The research was carried out with the support of a grant under the Decree of the Government of the Russian Federation No. 220 of 09 April 2010 (Agreement No. 075-15-2021-615 of 04 June 2021).
References
[1] E. A. Genina, et al., Optical clearing of biological tissues: prospects of application in medical diagnostics and phototherapy, J. Biomed. Photonics & Eng. 1(1), 22-58 (2015).
[2] A. N. Bashkatov et al., Measurement of tissue optical properties in the context of tissue optical clearing, J. Biomed. Opt. 23(9), 091416 (2018).
[3] L. Oliveira, V.V. Tuchin, The optical clearing method: A new tool for Clinical Practice and Biomedical Engineering, Basel: Springer Nature Switzerland AG, 2019.
[4] D.K. Tuchina, I.G. Meerovich, O.A. Sindeeva, V.V. Zherdeva, A.P. Savitsky, A.A. Bogdanov Jr, V.V. Tuchin, Magnetic resonance contrast agents in optical clearing: Prospects for multimodal tissue imaging. J. Biophotonics 13(11), e201960249 (2020).
[5] Q. Lin, E.N. Lazareva, V.I. Kochubey, Y. Duan, V.V. Tuchin, Kinetics of optical clearing of human skin studied in vivo using portable Raman spectroscopy, Laser Physics Letters 17 (10), 105601(2020).
[6] D.K. Tuchina, I.G. Meerovich, O.A. Sindeeva, V.V. Zherdeva, N.I. Kazachkina, I.D. Solov'ev, A.P. Savitsky, A.A. Bogdanov Jr, V.V. Tuchin, Prospects for multimodal visualization of biological tissues using fluorescence imaging, Quantum Electronics 51(2), 104-117 (2021).
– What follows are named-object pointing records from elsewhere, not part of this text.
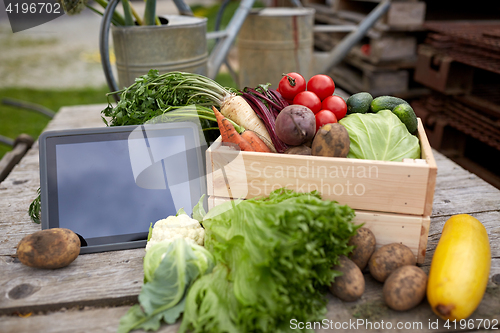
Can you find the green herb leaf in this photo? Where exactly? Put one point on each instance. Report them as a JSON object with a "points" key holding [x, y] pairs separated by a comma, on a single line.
{"points": [[278, 253], [35, 209]]}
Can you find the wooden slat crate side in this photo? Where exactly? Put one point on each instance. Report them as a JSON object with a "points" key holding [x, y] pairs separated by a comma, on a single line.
{"points": [[426, 152], [409, 230], [370, 185]]}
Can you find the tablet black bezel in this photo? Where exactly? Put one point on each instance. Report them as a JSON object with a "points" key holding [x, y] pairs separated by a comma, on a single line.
{"points": [[48, 169]]}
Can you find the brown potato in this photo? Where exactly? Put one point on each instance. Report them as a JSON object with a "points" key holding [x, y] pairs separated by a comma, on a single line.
{"points": [[388, 258], [351, 285], [364, 242], [299, 150], [405, 288], [50, 248], [331, 140]]}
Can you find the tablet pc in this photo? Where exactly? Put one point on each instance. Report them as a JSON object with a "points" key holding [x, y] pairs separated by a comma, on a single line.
{"points": [[109, 184]]}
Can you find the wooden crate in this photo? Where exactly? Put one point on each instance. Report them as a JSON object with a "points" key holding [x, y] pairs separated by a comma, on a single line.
{"points": [[394, 199]]}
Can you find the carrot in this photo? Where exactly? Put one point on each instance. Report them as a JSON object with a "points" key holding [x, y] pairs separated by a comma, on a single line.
{"points": [[222, 129], [256, 142], [238, 110], [229, 133]]}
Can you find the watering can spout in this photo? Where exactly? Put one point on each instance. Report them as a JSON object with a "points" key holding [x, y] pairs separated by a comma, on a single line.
{"points": [[226, 38]]}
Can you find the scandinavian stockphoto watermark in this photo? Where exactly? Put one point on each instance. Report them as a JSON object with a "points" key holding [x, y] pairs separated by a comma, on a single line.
{"points": [[366, 324], [330, 180]]}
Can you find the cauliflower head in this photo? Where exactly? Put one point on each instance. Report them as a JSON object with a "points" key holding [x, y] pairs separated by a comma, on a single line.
{"points": [[181, 226]]}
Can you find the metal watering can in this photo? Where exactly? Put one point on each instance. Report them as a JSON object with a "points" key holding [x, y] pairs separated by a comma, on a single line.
{"points": [[209, 65]]}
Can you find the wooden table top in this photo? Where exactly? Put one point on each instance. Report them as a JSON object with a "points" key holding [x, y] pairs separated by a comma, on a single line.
{"points": [[92, 293]]}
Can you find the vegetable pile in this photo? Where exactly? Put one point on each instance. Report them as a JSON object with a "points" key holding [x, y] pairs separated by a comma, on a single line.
{"points": [[274, 258]]}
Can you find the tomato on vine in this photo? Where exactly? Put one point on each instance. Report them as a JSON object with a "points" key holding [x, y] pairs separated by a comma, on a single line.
{"points": [[322, 85], [291, 84], [336, 104], [324, 117], [309, 99]]}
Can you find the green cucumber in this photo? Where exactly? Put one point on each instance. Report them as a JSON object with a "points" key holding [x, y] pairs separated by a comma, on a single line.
{"points": [[386, 103], [407, 116], [359, 103]]}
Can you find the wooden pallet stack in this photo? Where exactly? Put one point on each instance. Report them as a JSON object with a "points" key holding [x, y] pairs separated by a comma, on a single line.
{"points": [[460, 62], [384, 61]]}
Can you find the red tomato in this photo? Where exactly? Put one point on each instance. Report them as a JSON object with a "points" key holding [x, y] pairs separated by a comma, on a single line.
{"points": [[324, 117], [291, 84], [322, 85], [309, 99], [336, 104]]}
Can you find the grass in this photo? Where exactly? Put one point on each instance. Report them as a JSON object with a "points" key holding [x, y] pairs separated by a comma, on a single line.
{"points": [[14, 121]]}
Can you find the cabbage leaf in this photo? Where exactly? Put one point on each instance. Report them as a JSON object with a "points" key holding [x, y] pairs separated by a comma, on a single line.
{"points": [[380, 136]]}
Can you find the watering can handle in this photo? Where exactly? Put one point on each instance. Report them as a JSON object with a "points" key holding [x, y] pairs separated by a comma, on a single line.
{"points": [[224, 42], [104, 46]]}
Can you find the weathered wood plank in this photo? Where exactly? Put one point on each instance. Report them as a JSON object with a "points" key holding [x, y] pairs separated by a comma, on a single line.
{"points": [[95, 320], [102, 279]]}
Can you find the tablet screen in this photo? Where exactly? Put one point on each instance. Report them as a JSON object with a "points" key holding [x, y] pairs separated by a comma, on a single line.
{"points": [[109, 187]]}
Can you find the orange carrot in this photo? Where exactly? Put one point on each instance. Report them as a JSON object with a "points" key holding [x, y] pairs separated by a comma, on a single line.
{"points": [[222, 129], [256, 142], [229, 133]]}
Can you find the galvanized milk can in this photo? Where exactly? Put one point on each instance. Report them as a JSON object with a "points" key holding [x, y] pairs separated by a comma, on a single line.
{"points": [[179, 45]]}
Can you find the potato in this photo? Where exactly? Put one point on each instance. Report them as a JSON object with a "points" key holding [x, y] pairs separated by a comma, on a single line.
{"points": [[331, 140], [388, 258], [299, 150], [50, 248], [405, 288], [364, 242], [351, 285]]}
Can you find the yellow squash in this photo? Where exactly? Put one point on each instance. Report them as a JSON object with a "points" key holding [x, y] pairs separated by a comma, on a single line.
{"points": [[460, 268]]}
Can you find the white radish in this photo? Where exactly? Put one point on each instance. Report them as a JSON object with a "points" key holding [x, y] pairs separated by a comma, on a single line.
{"points": [[238, 110]]}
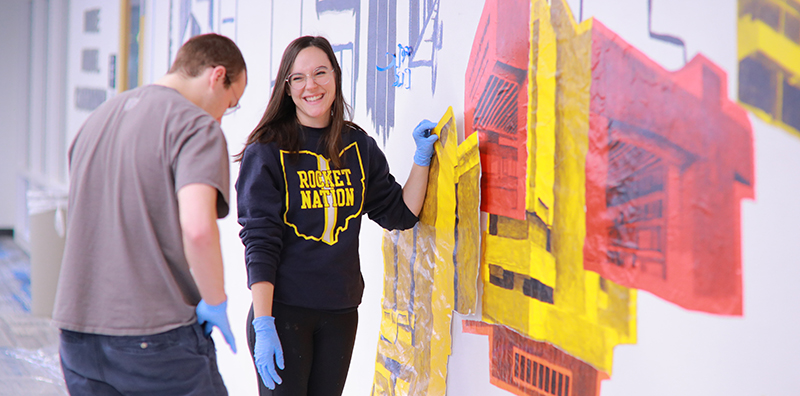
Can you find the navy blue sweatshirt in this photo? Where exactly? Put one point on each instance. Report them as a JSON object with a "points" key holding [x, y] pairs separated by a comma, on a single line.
{"points": [[301, 219]]}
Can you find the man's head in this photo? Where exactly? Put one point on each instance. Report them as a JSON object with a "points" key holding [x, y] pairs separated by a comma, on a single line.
{"points": [[209, 50], [213, 72]]}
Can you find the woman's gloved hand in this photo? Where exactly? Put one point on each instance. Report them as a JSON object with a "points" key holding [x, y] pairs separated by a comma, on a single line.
{"points": [[424, 138], [209, 316], [267, 350]]}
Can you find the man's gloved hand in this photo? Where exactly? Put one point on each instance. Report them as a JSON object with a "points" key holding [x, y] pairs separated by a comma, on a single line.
{"points": [[268, 350], [424, 138], [216, 315]]}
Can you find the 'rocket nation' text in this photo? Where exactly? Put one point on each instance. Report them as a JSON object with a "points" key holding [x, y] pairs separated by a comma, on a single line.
{"points": [[325, 188]]}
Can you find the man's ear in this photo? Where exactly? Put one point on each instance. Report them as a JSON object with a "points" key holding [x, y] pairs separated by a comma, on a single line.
{"points": [[218, 73]]}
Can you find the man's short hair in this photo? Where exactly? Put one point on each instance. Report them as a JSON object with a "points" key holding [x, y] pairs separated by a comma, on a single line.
{"points": [[209, 50]]}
[7] N.I. Kazachkina, V.V. Zherdeva, A.N. Saydasheva, I.G. Meerovich, V.V. Tuchin, Savitsky A.P., Bogdanov, A.A. Topical gadobutrol application causes fluorescence intensity change in RFP-expressing tumor-bearing mice, Journal of Biomedical Photonics & Engineering 7 020301(2021).
[8] I. Carneiro, S. Carvalho, R. Henrique, A. Selifonov, L. Oliveira, V.V. Tuchin, Enhanced ultraviolet spectroscopy by optical clearing for biomedical applications, IEEE Journal of Selected Topics in Quantum Electronics 27 (4), 1-8 (2021).